A 2020 survey of 200 senior-level supply chain executives conducted by Ernst & Young LLP found that 64 percent of the respondents said digital transformation would accelerate due to the pandemic. But automation—robots in warehouses and stores, driver-less forklifts and trucks and delivery drones—is just part of the picture.

Companies need connected, cloud-based supply chain technologies across planning, procurement, manufacturing and logistics that work beyond the organization’s four walls.

Such systems would enable companies to respond swiftly to a change in customer demand, seen instantly by the entire value chain–the organization, its suppliers and their suppliers’ suppliers–so they can collectively adjust supply plans and production schedules immediately.

In the Ernst & Young survey, 60 percent of executives said the pandemic has increased their supply chain’s strategic importance. Accordingly, companies urgently need to design a supply chain organization that will fit the new cloud-based digital and autonomous-focused era.

The supply chain of the future, Ernst & Young says, will need to be agile, flexible, efficient, resilient and digitally networked for improved visibility. Organizations, therefore, should focus on five priorities for recovery and beyond.

1. Re-imagine the strategic architecture of the supply chain.

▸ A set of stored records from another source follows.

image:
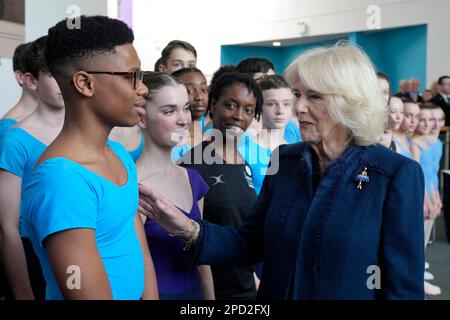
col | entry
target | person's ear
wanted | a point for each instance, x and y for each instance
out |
(143, 123)
(30, 81)
(19, 77)
(213, 107)
(84, 83)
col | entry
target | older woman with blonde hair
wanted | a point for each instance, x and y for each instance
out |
(342, 218)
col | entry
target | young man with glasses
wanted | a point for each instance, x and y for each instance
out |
(80, 205)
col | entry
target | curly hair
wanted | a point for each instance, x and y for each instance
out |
(226, 80)
(72, 46)
(18, 57)
(34, 57)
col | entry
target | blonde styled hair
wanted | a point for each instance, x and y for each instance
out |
(344, 74)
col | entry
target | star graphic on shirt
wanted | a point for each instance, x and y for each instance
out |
(218, 180)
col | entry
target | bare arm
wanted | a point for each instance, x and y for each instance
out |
(205, 271)
(151, 286)
(12, 254)
(77, 248)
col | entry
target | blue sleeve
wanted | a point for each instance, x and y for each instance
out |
(402, 238)
(13, 155)
(59, 200)
(135, 154)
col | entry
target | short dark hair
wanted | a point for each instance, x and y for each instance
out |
(178, 73)
(174, 44)
(254, 65)
(96, 35)
(155, 80)
(442, 78)
(157, 64)
(228, 79)
(34, 57)
(223, 69)
(273, 82)
(18, 64)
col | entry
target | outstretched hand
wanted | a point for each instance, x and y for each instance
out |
(162, 211)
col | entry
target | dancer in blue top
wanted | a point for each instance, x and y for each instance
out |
(24, 65)
(422, 152)
(20, 148)
(407, 128)
(168, 115)
(80, 204)
(277, 110)
(338, 204)
(130, 138)
(396, 116)
(197, 89)
(438, 122)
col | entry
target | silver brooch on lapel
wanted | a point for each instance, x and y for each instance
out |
(362, 177)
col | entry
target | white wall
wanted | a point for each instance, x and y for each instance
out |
(209, 24)
(40, 15)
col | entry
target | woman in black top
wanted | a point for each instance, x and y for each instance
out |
(235, 100)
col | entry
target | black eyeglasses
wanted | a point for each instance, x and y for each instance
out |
(137, 76)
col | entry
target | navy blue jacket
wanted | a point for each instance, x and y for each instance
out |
(330, 240)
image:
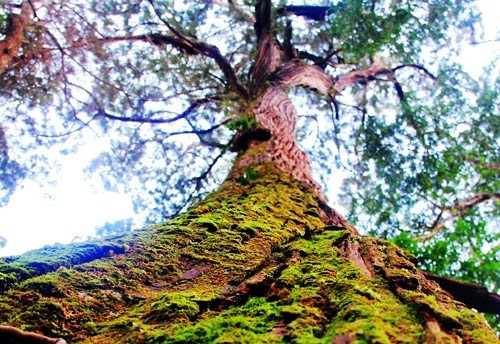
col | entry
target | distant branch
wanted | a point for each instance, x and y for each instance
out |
(457, 210)
(317, 13)
(268, 52)
(232, 6)
(297, 73)
(190, 47)
(473, 295)
(423, 69)
(357, 76)
(10, 45)
(192, 108)
(489, 165)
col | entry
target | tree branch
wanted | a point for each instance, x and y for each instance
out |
(490, 165)
(473, 295)
(421, 68)
(232, 6)
(457, 210)
(189, 47)
(192, 108)
(317, 13)
(269, 55)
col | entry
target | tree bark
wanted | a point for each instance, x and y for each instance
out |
(261, 260)
(11, 44)
(253, 262)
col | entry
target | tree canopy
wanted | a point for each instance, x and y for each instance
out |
(167, 83)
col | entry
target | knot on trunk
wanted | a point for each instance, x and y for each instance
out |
(243, 139)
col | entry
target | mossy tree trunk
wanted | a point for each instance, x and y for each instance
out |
(261, 260)
(254, 262)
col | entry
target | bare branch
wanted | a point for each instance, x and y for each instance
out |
(457, 210)
(10, 45)
(490, 165)
(421, 68)
(193, 107)
(232, 6)
(268, 52)
(194, 47)
(317, 13)
(356, 76)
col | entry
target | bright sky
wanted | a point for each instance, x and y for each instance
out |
(76, 206)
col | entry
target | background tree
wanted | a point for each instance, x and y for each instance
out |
(124, 69)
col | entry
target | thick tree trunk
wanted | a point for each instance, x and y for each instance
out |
(253, 263)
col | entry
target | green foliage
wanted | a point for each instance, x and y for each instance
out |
(243, 123)
(248, 176)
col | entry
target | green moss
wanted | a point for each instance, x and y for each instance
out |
(237, 267)
(172, 305)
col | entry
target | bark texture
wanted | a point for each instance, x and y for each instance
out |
(11, 44)
(254, 262)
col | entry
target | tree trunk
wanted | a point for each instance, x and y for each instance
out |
(261, 260)
(253, 262)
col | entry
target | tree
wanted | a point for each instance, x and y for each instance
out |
(263, 258)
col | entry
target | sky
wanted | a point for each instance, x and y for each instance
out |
(75, 207)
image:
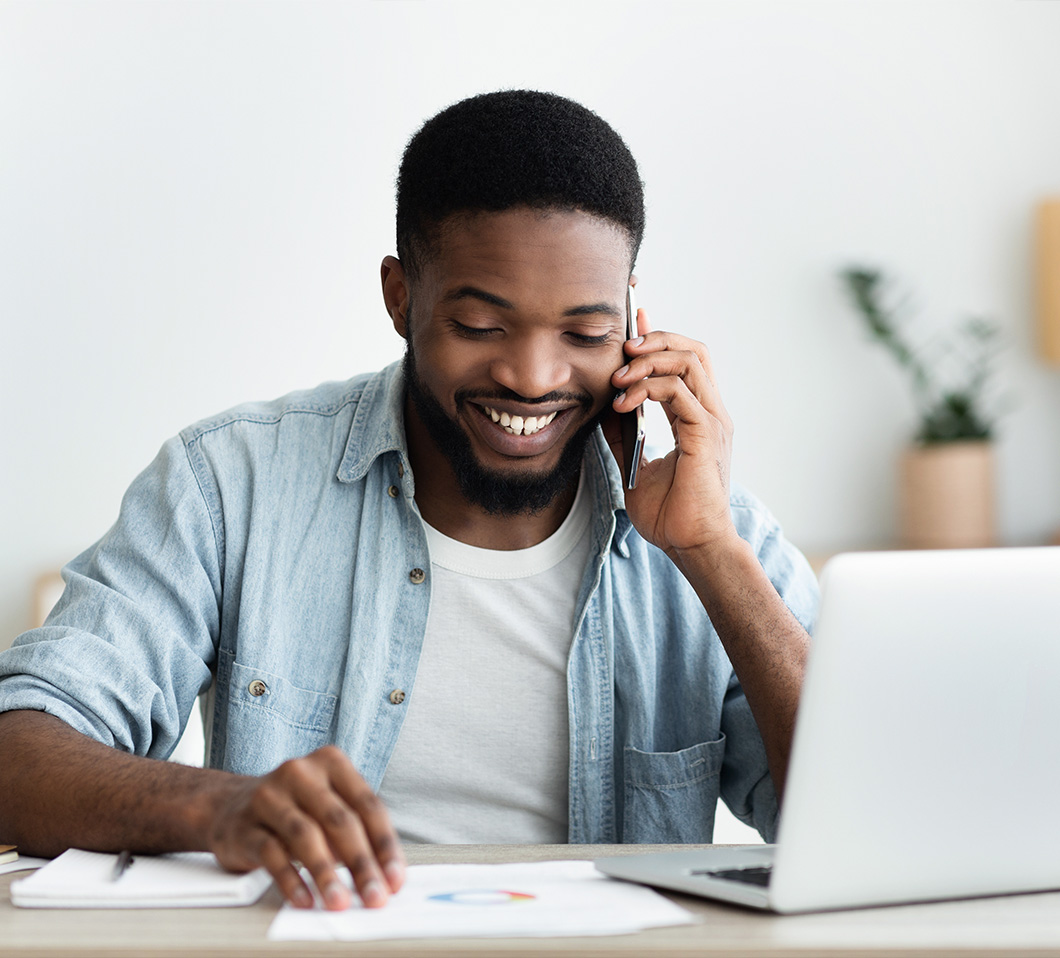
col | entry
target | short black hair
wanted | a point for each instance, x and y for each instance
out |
(512, 148)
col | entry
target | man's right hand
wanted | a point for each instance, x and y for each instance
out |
(63, 790)
(317, 811)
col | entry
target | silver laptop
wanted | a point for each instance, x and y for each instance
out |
(926, 755)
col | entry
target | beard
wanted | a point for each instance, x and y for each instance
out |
(506, 493)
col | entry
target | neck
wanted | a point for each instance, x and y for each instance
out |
(443, 506)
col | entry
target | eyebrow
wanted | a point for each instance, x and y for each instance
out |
(474, 293)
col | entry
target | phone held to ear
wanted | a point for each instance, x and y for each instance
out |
(633, 423)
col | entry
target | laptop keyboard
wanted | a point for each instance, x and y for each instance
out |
(758, 875)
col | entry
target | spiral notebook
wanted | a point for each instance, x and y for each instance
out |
(187, 880)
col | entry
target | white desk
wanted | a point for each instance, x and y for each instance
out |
(1023, 925)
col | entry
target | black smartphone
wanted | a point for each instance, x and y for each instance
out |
(633, 423)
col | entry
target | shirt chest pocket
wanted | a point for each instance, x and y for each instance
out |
(270, 720)
(671, 796)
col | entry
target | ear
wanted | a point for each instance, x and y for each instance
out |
(395, 294)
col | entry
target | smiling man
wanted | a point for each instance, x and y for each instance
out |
(421, 601)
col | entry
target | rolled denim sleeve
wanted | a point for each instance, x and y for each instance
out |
(746, 785)
(131, 641)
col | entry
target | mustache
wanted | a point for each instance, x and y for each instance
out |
(476, 395)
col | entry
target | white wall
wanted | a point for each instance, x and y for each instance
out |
(194, 199)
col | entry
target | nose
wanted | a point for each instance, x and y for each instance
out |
(531, 367)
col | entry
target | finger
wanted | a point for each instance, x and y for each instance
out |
(371, 814)
(288, 880)
(673, 392)
(280, 810)
(657, 341)
(349, 841)
(671, 362)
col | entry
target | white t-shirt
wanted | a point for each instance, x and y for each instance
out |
(482, 756)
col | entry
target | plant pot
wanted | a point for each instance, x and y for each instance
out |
(948, 496)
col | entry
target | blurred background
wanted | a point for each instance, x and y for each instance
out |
(195, 197)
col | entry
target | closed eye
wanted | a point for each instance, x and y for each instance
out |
(472, 332)
(581, 339)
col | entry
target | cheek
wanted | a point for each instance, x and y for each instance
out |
(597, 372)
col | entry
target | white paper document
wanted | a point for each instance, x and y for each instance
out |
(537, 900)
(188, 880)
(22, 863)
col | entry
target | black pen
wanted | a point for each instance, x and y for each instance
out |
(124, 861)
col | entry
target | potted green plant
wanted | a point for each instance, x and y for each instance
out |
(947, 488)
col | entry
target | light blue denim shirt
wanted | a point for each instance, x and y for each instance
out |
(275, 555)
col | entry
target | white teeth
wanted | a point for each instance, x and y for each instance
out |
(516, 425)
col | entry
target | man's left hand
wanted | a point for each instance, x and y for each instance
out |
(682, 501)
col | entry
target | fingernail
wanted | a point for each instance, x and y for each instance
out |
(336, 896)
(373, 894)
(395, 873)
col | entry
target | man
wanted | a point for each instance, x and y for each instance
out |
(423, 589)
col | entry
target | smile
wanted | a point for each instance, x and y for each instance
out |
(517, 425)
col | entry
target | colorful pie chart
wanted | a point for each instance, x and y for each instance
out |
(482, 897)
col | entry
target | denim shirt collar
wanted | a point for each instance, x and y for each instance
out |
(378, 427)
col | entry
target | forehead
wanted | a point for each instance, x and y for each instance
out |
(525, 247)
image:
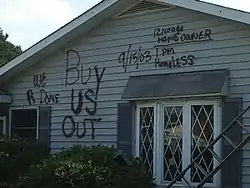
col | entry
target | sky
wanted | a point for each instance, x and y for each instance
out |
(29, 21)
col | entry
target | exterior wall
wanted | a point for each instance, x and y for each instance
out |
(103, 51)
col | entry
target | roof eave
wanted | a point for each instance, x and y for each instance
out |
(212, 9)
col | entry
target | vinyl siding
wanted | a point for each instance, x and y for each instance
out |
(229, 50)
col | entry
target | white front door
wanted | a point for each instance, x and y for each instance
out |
(2, 125)
(171, 135)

Companies need to redefine their supply chain strategy and alter global trade flows, considering new trade agreements, country incentives and omni-channel acceleration.

They will also need to re-imagine their supply chain operating model — what work should get done locally, regionally and globally, including warehouses and manufacturing sites. There are considerable tax implications here, and a new model can also help a company prepare for future disruption.

2. Build transparency and resiliency.

Organizations need to improve disruption response with real-time visibility and monitoring of their end-to-end supply chain, as well as performing scenario planning and simulations. Cloud-based enterprise resource planning systems will help achieve this goal.

Companies also need to review their supply chain footprint. Do they have alternate sources of supply established? Are they ensuring that they are not limited by vendor or geographic concentration?

3. Extract cash and cost from the supply chain.

Companies need to drive a step change in their supply chain cost structure and working capital profile by focusing on rationalizing stock-keeping units, reducing procurement spending, optimizing logistics and warehouse operations, and driving manufacturing productivity.

Companies also need to reduce their working capital via supply chain segmentation, refreshed inventory planning parameters and changes in payment terms.

4. Create a competitive advantage with sustainability.

The future is a circular economy where there is no waste in products or manufacturing.

Organizations need ways to redesign and engineer new products to achieve this circular economy and monitor third-party risk with supplier sustainability assessments across tiers 1-3.

5. Drive agility and opportunities for growth through a digital supply chain.

Finally, organizations need to work toward implementing a cloud-based, end-to-end supply chain across planning, procurement, manufacturing and logistics. This can drive efficiencies and also open new revenue streams.

Companies are already using supply chains as an engine for growth and a key differentiator versus competitors.

Ernst & Young notes that many executives are hoping that the COVID-19 pandemic is a once-in-a-lifetime event, but as the adage goes, “hope is not a strategy.”

“There are ways to stand out and better navigate the storms of the next inevitable disruption,” Ernst & Young says. “These include re-imagining your supply chain strategies for risk and resilience and finding ways to extract cash and invest in digital technologies at speed.”